But the Braves kept it together while the visiting Diamondbacks fell apart. A sloppy six-run third inning by pitcher Max Scherzer opened the door to a 9-4 Braves win and gave them a chance to cruise on a day when they really needed it.
“The park was so dead today,” Braves manager Bobby Cox said. “There were so few fans out here on a makeup. It’s that way everywhere you’d play one just about except Boston, I think. It was a great win because there was no energy in the park at all. I think we played a good ball game under those circumstances.”
The Braves generated some energy on their own with home runs by both Garret Anderson and Adam LaRoche.
“Nothing against Pittsburgh, but I’m used to that, “ LaRoche said of small crowds he played in front of for more than two years with the Pirates. “I think after the first inning in a situation like that, you’re over the fact that there aren’t a lot of people there. You realize that there’s a game to play and a game to win.”
With the Phillies idle Monday, the Braves were able to shave their deficit by a half-game in the NL East down to 5-1/2 games. They were happy to make up any ground after watching Ryan Howard homer twice in a 4-1 win Sunday night.
The Braves came back Monday to score as many runs in the first three innings against Scherzer as they had in three games against the Phillies. They handed Tommy Hanson a 7-0 lead and watched him cruise to his third consecutive win.
“That one inning got a little out of hand, but other than that, I felt pretty good,” said Hanson, now 8-2, of a two-run fifth inning, which he worked out of with a strikeout.

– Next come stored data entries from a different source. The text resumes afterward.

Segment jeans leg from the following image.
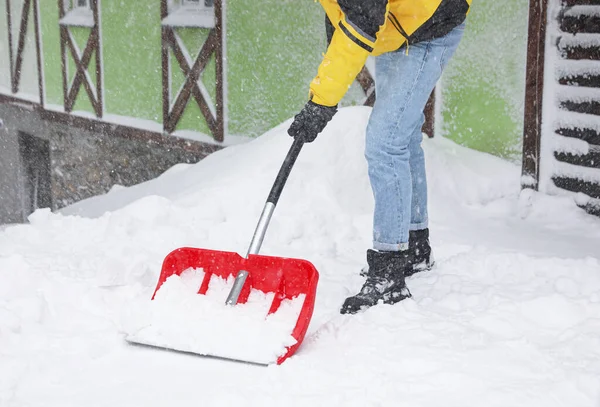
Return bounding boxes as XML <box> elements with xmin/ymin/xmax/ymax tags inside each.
<box><xmin>365</xmin><ymin>24</ymin><xmax>465</xmax><ymax>251</ymax></box>
<box><xmin>365</xmin><ymin>51</ymin><xmax>412</xmax><ymax>252</ymax></box>
<box><xmin>409</xmin><ymin>113</ymin><xmax>428</xmax><ymax>231</ymax></box>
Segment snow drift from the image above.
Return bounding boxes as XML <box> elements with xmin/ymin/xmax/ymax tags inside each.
<box><xmin>1</xmin><ymin>107</ymin><xmax>600</xmax><ymax>406</ymax></box>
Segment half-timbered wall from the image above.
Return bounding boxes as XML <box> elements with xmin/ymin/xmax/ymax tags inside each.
<box><xmin>161</xmin><ymin>0</ymin><xmax>224</xmax><ymax>141</ymax></box>
<box><xmin>1</xmin><ymin>0</ymin><xmax>545</xmax><ymax>223</ymax></box>
<box><xmin>0</xmin><ymin>0</ymin><xmax>11</xmax><ymax>90</ymax></box>
<box><xmin>0</xmin><ymin>0</ymin><xmax>225</xmax><ymax>224</ymax></box>
<box><xmin>0</xmin><ymin>0</ymin><xmax>43</xmax><ymax>103</ymax></box>
<box><xmin>59</xmin><ymin>0</ymin><xmax>103</xmax><ymax>117</ymax></box>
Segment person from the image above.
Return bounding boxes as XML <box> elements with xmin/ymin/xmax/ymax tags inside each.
<box><xmin>287</xmin><ymin>0</ymin><xmax>472</xmax><ymax>314</ymax></box>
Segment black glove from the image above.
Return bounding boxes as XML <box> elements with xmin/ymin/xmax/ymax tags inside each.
<box><xmin>288</xmin><ymin>101</ymin><xmax>337</xmax><ymax>143</ymax></box>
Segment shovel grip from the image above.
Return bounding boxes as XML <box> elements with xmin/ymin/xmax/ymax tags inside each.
<box><xmin>267</xmin><ymin>137</ymin><xmax>304</xmax><ymax>206</ymax></box>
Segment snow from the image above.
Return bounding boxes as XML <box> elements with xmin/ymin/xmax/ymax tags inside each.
<box><xmin>557</xmin><ymin>84</ymin><xmax>600</xmax><ymax>104</ymax></box>
<box><xmin>124</xmin><ymin>269</ymin><xmax>304</xmax><ymax>365</ymax></box>
<box><xmin>43</xmin><ymin>103</ymin><xmax>247</xmax><ymax>146</ymax></box>
<box><xmin>555</xmin><ymin>110</ymin><xmax>600</xmax><ymax>133</ymax></box>
<box><xmin>1</xmin><ymin>107</ymin><xmax>600</xmax><ymax>406</ymax></box>
<box><xmin>559</xmin><ymin>33</ymin><xmax>600</xmax><ymax>50</ymax></box>
<box><xmin>563</xmin><ymin>6</ymin><xmax>600</xmax><ymax>18</ymax></box>
<box><xmin>554</xmin><ymin>160</ymin><xmax>600</xmax><ymax>184</ymax></box>
<box><xmin>556</xmin><ymin>59</ymin><xmax>600</xmax><ymax>79</ymax></box>
<box><xmin>0</xmin><ymin>86</ymin><xmax>40</xmax><ymax>103</ymax></box>
<box><xmin>161</xmin><ymin>6</ymin><xmax>215</xmax><ymax>28</ymax></box>
<box><xmin>552</xmin><ymin>131</ymin><xmax>590</xmax><ymax>155</ymax></box>
<box><xmin>59</xmin><ymin>7</ymin><xmax>94</xmax><ymax>28</ymax></box>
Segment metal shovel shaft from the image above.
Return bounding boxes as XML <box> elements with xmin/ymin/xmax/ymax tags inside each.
<box><xmin>246</xmin><ymin>202</ymin><xmax>277</xmax><ymax>257</ymax></box>
<box><xmin>225</xmin><ymin>138</ymin><xmax>305</xmax><ymax>305</ymax></box>
<box><xmin>224</xmin><ymin>202</ymin><xmax>274</xmax><ymax>305</ymax></box>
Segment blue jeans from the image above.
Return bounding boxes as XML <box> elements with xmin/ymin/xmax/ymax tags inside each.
<box><xmin>365</xmin><ymin>23</ymin><xmax>465</xmax><ymax>252</ymax></box>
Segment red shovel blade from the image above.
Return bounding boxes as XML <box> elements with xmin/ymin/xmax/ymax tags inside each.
<box><xmin>151</xmin><ymin>247</ymin><xmax>319</xmax><ymax>364</ymax></box>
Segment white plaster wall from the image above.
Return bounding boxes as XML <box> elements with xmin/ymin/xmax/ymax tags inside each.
<box><xmin>0</xmin><ymin>0</ymin><xmax>11</xmax><ymax>90</ymax></box>
<box><xmin>0</xmin><ymin>0</ymin><xmax>40</xmax><ymax>100</ymax></box>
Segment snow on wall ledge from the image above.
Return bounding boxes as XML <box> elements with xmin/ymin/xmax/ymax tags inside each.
<box><xmin>1</xmin><ymin>107</ymin><xmax>599</xmax><ymax>406</ymax></box>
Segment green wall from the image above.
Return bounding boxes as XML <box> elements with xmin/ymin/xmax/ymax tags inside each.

Scherzer got his first major league win against the Braves on May 16 with six shutout innings. But they’ve given him nothing but trouble in two starts since then, rolling up 17 runs in 8-2/3 innings.
Scherzer threw wildly to third base on a fielder’s choice that would have prevented the third inning madness on a flyball by Chipper Jones. Instead, Jones got a sacrifice fly, and the Braves loaded the bases and then cleared them on Ryan Church’s three-run double.
Both Church’s hit and LaRoche’s two-run homer two innings later came on Scherzer’s change-ups.
“I think he fell in love with the change-up at the wrong time,” LaRoche said. “He had so much life on that fastball. You got 98 [mph] in the bag, you need to feed off of that and mix the other stuff in.”